Kinder im Stadtbild sichtbar machen
Antrag Stadtrats-Mitglieder Kathrin Abele, Anne Hübner, Barbara Likus, Lars Mentrup, Cumali Naz, Lena Odell, Dr. Julia Schmitt-Thiel, Andreas Schuster, Christian Vorländer und Micky Wenngatz (SPD/Volt-Fraktion) vom 16.8.2022
Antwort Baureferentin Dr.-Ing. Jeanne-Marie Ehbauer:
Sie haben am 16.8.2022 Folgendes beantragt:
„Die Verwaltung wird gebeten, die rechtlichen Rahmenbedingungen zu schaffen, um Kinder als Teil der Stadtgesellschaft im öffentlichen Raum – insbesondere auf Gehwegen – sichtbar zu machen. Vor Kindertageseinrichtungen, Grundschulen, Spielorten und dergleichen soll den Kindern selbst die Möglichkeit gegeben werden, den öffentlichen Grund vor der jeweiligen Einrichtung zu gestalten, beispielsweise durch die dauerhafte Gestaltung der Bodenplatten auf dem Gehweg mit Bildern, Botschaften oder Hüpfspielen. Die städtischen Einrichtungen sollen mit gutem Beispiel vorangehen und eine Gestaltung durch die Kinder ermöglichen, sobald die Rahmenbedingungen hierfür geschaffen sind.

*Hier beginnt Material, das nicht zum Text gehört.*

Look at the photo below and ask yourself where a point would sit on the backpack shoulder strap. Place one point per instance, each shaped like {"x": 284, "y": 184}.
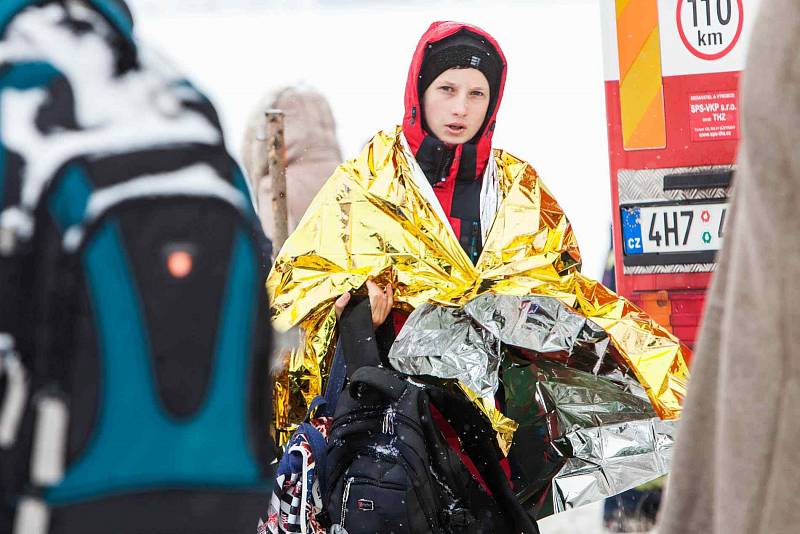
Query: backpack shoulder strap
{"x": 357, "y": 336}
{"x": 478, "y": 439}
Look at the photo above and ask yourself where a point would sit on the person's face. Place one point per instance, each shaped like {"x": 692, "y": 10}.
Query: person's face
{"x": 455, "y": 104}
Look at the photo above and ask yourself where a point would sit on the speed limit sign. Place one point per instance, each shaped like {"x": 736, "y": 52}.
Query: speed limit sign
{"x": 710, "y": 28}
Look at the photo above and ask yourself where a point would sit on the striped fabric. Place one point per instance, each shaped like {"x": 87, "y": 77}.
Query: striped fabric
{"x": 296, "y": 497}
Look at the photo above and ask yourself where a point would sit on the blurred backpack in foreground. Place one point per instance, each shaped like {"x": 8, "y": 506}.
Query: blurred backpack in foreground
{"x": 133, "y": 328}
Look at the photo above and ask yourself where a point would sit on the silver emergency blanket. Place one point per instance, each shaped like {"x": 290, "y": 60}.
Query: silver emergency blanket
{"x": 465, "y": 343}
{"x": 587, "y": 429}
{"x": 447, "y": 343}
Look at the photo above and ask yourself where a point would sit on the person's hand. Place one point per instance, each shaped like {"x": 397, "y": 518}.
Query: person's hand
{"x": 380, "y": 301}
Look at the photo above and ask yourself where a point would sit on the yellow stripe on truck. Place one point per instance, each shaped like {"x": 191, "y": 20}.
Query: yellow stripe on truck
{"x": 641, "y": 93}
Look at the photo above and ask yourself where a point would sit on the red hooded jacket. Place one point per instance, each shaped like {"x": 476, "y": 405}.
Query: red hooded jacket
{"x": 462, "y": 184}
{"x": 466, "y": 165}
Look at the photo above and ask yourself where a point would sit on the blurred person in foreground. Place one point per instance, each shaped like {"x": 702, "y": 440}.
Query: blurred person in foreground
{"x": 737, "y": 462}
{"x": 312, "y": 151}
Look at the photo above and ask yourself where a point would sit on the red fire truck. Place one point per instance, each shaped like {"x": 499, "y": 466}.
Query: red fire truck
{"x": 672, "y": 100}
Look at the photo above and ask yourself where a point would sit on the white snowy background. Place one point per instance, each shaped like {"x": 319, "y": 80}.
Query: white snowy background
{"x": 357, "y": 52}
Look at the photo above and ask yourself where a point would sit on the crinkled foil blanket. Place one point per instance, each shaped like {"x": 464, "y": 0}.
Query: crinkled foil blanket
{"x": 372, "y": 219}
{"x": 586, "y": 427}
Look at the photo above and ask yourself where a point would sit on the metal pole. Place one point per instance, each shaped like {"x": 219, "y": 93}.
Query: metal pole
{"x": 276, "y": 173}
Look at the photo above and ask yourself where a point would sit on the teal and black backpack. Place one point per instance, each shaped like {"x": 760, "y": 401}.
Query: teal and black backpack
{"x": 134, "y": 337}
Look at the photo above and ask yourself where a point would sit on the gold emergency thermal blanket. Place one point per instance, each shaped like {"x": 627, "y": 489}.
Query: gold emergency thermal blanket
{"x": 372, "y": 219}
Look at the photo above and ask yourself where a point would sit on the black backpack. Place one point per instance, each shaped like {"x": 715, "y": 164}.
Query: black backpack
{"x": 388, "y": 467}
{"x": 133, "y": 317}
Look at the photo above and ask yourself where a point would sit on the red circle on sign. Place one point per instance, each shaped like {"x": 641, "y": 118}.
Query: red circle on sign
{"x": 696, "y": 52}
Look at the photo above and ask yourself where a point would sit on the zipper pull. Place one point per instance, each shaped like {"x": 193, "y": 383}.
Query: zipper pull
{"x": 388, "y": 421}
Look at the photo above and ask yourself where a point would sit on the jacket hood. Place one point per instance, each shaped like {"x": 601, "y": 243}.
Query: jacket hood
{"x": 412, "y": 119}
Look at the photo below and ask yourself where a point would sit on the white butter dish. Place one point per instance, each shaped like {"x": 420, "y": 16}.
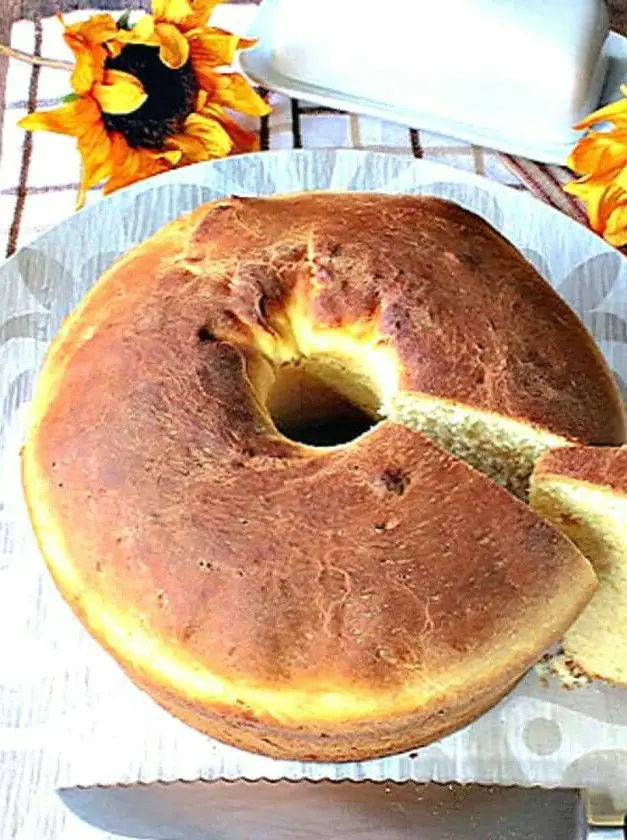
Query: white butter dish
{"x": 499, "y": 73}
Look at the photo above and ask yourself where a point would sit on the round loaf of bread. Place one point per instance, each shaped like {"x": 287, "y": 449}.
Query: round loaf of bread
{"x": 243, "y": 470}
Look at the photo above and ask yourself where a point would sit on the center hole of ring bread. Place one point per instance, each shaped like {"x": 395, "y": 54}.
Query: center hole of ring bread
{"x": 319, "y": 402}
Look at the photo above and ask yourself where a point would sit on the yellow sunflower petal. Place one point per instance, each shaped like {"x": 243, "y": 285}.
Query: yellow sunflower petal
{"x": 616, "y": 229}
{"x": 201, "y": 12}
{"x": 129, "y": 165}
{"x": 243, "y": 140}
{"x": 210, "y": 48}
{"x": 143, "y": 32}
{"x": 591, "y": 192}
{"x": 615, "y": 113}
{"x": 173, "y": 45}
{"x": 73, "y": 118}
{"x": 172, "y": 11}
{"x": 119, "y": 93}
{"x": 191, "y": 148}
{"x": 95, "y": 30}
{"x": 600, "y": 153}
{"x": 233, "y": 91}
{"x": 95, "y": 150}
{"x": 213, "y": 136}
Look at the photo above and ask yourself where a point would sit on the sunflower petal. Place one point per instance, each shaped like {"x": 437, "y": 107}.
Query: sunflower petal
{"x": 172, "y": 11}
{"x": 591, "y": 191}
{"x": 213, "y": 136}
{"x": 615, "y": 113}
{"x": 74, "y": 118}
{"x": 119, "y": 93}
{"x": 616, "y": 228}
{"x": 95, "y": 150}
{"x": 173, "y": 45}
{"x": 143, "y": 32}
{"x": 98, "y": 29}
{"x": 213, "y": 49}
{"x": 192, "y": 148}
{"x": 243, "y": 140}
{"x": 233, "y": 91}
{"x": 600, "y": 153}
{"x": 129, "y": 165}
{"x": 202, "y": 11}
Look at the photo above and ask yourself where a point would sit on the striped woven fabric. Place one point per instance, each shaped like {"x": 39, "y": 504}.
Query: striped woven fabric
{"x": 39, "y": 173}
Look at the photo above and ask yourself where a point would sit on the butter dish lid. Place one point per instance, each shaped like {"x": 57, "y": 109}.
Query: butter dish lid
{"x": 500, "y": 73}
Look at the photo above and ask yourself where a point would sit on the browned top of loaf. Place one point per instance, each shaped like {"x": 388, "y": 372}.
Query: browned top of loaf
{"x": 158, "y": 487}
{"x": 605, "y": 466}
{"x": 469, "y": 318}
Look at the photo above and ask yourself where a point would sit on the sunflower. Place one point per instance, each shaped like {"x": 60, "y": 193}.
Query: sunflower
{"x": 151, "y": 97}
{"x": 601, "y": 159}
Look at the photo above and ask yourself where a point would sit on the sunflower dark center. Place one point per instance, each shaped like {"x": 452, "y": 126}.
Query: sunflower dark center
{"x": 171, "y": 97}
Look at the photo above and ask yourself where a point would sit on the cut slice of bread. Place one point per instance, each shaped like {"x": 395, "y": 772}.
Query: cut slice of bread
{"x": 583, "y": 492}
{"x": 500, "y": 447}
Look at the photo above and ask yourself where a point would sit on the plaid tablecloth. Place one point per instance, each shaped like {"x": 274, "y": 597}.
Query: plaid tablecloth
{"x": 39, "y": 173}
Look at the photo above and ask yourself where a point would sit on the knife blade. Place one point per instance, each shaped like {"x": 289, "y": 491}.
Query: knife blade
{"x": 241, "y": 810}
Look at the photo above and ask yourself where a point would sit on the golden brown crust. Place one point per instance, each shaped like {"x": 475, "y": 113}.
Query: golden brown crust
{"x": 605, "y": 467}
{"x": 344, "y": 602}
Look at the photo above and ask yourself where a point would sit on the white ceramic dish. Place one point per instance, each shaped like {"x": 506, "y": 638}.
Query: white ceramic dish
{"x": 260, "y": 64}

Auch auf Spielplätzen soll künftig immer darauf geachtet werden, dass Spielgeräte, Böden und Wände auch von und mit Kindern farblich gestaltet/ bemalt werden.
Darüber hinaus ist zu prüfen, inwieweit auch städtischerseits weitere Gestaltungen, wie etwa kleine Rätsel- oder Geschichtenpfade oder andere Mitmachaktionen in den Stadtvierteln oder Grünflächen eingerichtet werden können. Modell könnte hierbei das Berliner Projekt ‚Ich bin die Stadt‘ sein.“
Nach § 60 Abs. 9 GeschO dürfen sich Anträge ehrenamtlicher Stadtratsmitglieder nur auf Gegenstände beziehen, für deren Erledigung der Stadtrat zuständig ist. Der Inhalt Ihres Antrages betrifft jedoch eine laufende Angelegenheit i.S. von Art. 37 Abs. 1 Satz 1 Nr. 1 GO und § 22 GeschO, deren Erledigung dem Oberbürgermeister obliegt. Eine beschlussmäßige Behandlung der Angelegenheit im Stadtrat ist daher rechtlich nicht möglich.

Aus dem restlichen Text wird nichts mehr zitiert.